1. Stevie b. says

    Hi Marshall.

    I confess I’m getting a bit tired and yes, I admit a bit bored with everything. But for example,whatever the niceties of the correctness of the downgrade of a Country, I feel the point with the U.S. and other sovereigns is that yes, they can print til well after the cows have come home and will always be able to pay off the debt – but with what size of shrunk dollar bills? Maybe that’s the message of the gold price, nevedr mind the downgrade.

    I also admit I haven’t read your whole piece so really my comments may be misplaced, but “we appear to be entering (the) most dangerous time for Europe since World War II.”
    Eh??? Are you serious?? Were you around in 1974 or so? I was a broker & nearly joined the UK Teritorial Army so I could be more sure of feeding my family. Do you realise how low markets got to? I could go on, but suffice to say I think this time just like the 70’s the West is going to muddle-through for all sorts of reasons I’m not going to bore you with or repeat from those I’ve spouted before elsewhere. I’ve been bearish for well over 10 years, but now I think one should be buying towards DJII 10,000 and then keep buying. Time to start being an optimist – after all, who else is?


  2. Zac says

    This is the best article that I have read in the last three years!
    It has long been evident that the biggest problem of the euro area was Germany, as was the largest beneficiary of the “weak” euro.
    It’s a shame that readers learn from politicians and journalists, because these are people who know everything but nothing concrete. It would be good that general audience was introduced with the term : “Fallacy of composition”, the champions of not to borrow does not understand – what’s good for the individual is not necessarily good for the community that is, if every person on this planet just save, human race would never have emerged from the Stone Age. There must be order, but no one mentioned, regardless of the ponzi schemes or malinvestments, how much we have accomplished on the basis of the debt even though we were not able to eradicate hunger, poverty and wars. But empathy was never a strong point of human civilization.

  3. David Lazarus says

    One solution for the periphery is the elimination of much of the debt under Odious Debt provisions, That will ease the problems pretty rapidly for the periphery especially Ireland and Iceland’s debts would be wiped out. Many of Greece’s debts could be eliminated. Also extend the definition to loans and mortgages up to €500 000 in a foreign currency taken out by non finance specialists ie householders and Eastern Europe could eliminate much of its problem debts. That would ease problems in Eastern Europe like Hungary, and the Baltics. The real problem arrives when many of these banks loans are written off and the losses return to the core. That was where the problems should have been dealt with.

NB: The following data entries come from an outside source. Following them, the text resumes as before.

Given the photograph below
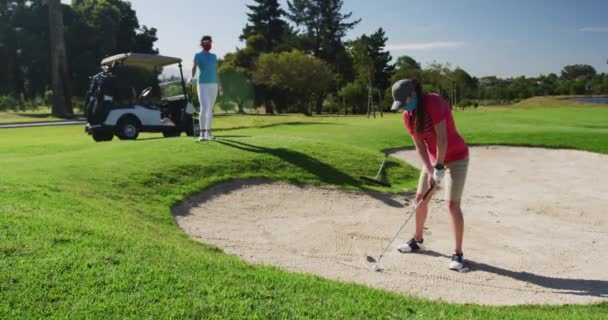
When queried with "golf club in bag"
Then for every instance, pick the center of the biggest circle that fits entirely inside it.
(371, 259)
(376, 180)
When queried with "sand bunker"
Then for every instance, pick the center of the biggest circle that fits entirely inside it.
(536, 230)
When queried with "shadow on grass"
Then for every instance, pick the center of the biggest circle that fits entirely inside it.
(582, 287)
(263, 126)
(323, 171)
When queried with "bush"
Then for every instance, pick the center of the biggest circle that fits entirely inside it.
(8, 103)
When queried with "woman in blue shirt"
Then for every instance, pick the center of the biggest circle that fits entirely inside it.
(208, 86)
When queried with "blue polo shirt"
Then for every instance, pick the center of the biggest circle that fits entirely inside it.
(207, 67)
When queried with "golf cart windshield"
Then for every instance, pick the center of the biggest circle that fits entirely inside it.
(142, 60)
(172, 90)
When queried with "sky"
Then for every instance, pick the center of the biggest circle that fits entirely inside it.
(484, 37)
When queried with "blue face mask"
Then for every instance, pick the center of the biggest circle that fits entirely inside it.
(412, 105)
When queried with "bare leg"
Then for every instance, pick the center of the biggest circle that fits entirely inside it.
(421, 214)
(457, 224)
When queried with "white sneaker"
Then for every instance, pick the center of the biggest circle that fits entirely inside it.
(457, 263)
(411, 246)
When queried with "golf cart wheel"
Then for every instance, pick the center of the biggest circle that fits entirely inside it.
(127, 129)
(169, 133)
(100, 136)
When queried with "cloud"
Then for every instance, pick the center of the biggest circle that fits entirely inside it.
(425, 45)
(594, 29)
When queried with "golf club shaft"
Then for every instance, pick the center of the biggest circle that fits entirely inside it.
(381, 166)
(406, 221)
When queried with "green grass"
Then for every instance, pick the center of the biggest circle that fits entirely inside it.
(86, 229)
(41, 114)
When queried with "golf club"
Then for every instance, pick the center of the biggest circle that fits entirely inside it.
(375, 180)
(371, 259)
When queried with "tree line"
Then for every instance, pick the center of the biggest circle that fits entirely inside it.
(295, 59)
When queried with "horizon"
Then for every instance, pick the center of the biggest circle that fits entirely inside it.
(506, 40)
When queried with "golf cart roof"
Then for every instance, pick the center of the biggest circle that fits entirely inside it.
(140, 60)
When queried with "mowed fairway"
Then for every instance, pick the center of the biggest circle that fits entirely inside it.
(86, 229)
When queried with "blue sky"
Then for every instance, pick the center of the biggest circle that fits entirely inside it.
(504, 38)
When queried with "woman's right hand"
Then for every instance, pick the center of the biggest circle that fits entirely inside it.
(431, 181)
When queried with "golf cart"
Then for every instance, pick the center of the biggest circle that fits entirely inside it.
(126, 98)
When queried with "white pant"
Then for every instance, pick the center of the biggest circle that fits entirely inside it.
(207, 94)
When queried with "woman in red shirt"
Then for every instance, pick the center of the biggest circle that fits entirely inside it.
(428, 118)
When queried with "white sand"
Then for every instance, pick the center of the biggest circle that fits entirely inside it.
(536, 230)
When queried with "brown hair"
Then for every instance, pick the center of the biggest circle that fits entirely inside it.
(419, 112)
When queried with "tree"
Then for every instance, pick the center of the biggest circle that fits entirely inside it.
(303, 77)
(578, 72)
(237, 87)
(265, 20)
(62, 99)
(371, 64)
(322, 26)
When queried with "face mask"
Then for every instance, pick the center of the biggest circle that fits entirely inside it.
(412, 105)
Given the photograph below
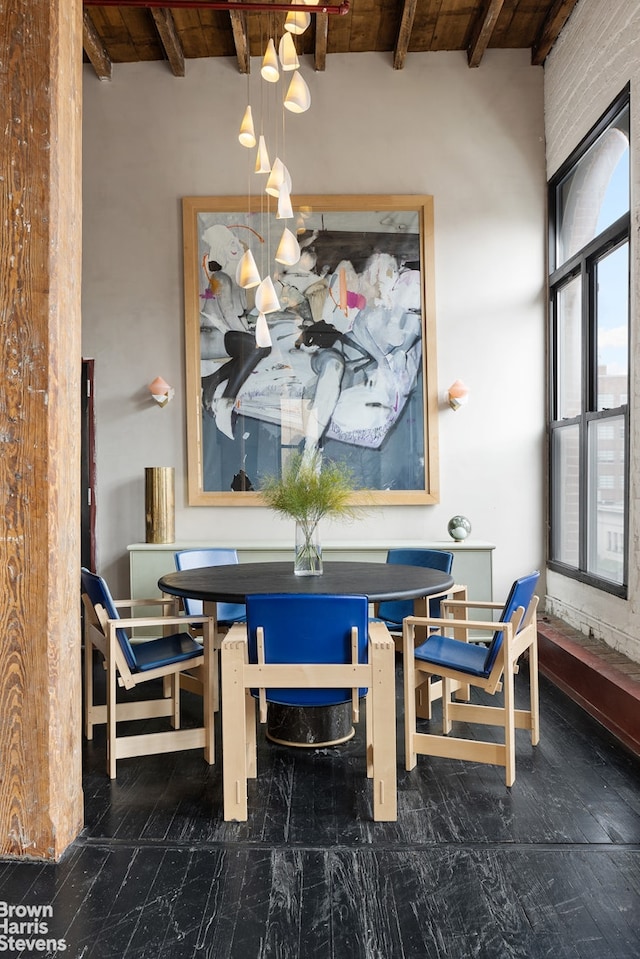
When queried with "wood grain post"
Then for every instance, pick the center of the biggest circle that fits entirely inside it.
(41, 807)
(160, 504)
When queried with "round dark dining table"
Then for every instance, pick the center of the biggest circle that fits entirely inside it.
(307, 726)
(377, 581)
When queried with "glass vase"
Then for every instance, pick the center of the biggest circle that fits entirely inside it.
(308, 555)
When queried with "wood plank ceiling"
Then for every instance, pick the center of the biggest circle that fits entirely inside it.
(137, 30)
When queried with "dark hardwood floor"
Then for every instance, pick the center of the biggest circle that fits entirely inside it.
(548, 868)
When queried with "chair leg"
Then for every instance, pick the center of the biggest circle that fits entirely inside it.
(175, 698)
(446, 703)
(88, 688)
(208, 699)
(368, 725)
(534, 693)
(250, 733)
(409, 674)
(425, 694)
(112, 716)
(385, 792)
(509, 726)
(234, 733)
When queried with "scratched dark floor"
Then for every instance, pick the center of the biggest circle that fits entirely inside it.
(549, 868)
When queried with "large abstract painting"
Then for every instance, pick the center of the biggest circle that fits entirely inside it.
(350, 371)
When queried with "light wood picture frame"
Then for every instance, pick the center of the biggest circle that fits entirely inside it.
(352, 366)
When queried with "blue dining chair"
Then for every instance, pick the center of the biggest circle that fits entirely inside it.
(130, 664)
(307, 650)
(226, 613)
(490, 668)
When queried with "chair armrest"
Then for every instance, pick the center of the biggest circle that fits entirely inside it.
(155, 601)
(469, 604)
(237, 634)
(160, 621)
(442, 624)
(380, 635)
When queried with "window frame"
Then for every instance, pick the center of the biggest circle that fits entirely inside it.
(583, 264)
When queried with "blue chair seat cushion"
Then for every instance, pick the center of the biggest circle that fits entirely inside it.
(439, 650)
(176, 648)
(234, 613)
(392, 626)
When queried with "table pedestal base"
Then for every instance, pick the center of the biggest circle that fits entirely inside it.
(309, 726)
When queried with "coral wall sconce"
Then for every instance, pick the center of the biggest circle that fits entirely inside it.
(457, 395)
(161, 391)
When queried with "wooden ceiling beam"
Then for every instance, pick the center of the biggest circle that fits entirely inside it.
(165, 24)
(404, 33)
(95, 49)
(482, 30)
(550, 31)
(322, 38)
(241, 40)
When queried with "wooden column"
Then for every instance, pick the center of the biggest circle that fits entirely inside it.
(40, 255)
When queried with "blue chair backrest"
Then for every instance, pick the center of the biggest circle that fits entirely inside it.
(98, 592)
(394, 611)
(200, 559)
(520, 594)
(307, 628)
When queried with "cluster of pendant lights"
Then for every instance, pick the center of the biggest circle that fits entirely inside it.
(297, 100)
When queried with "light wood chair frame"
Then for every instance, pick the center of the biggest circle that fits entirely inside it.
(239, 741)
(519, 635)
(100, 634)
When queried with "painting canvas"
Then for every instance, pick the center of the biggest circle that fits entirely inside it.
(348, 369)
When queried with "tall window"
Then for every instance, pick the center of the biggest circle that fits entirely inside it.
(589, 356)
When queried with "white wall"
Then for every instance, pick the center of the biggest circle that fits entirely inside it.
(597, 55)
(472, 138)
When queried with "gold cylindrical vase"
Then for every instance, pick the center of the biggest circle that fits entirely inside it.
(160, 504)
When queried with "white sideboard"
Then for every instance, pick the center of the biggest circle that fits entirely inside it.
(472, 564)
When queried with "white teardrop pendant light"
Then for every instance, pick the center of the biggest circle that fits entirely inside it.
(263, 336)
(263, 164)
(288, 252)
(297, 22)
(279, 174)
(287, 52)
(269, 69)
(247, 275)
(285, 210)
(298, 98)
(266, 297)
(247, 134)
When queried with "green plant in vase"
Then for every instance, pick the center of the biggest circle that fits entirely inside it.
(308, 490)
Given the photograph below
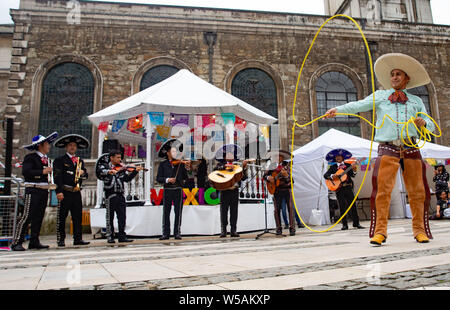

    Longer term if banks are restricted to national lending and avoid overseas expansion they might actually provide a more competitive market and not endanger the economies of both lenders and borrowers. Also without banks being able to export their surpluses it will eliminate the problems of nations finding their currency becoming too strong because surplus nations are flooding it with liquidity. This would mean that the US exchange rate would be lower and it would assist exporters. Additionally an independent Germany would also have a stronger currency so reducing its exports.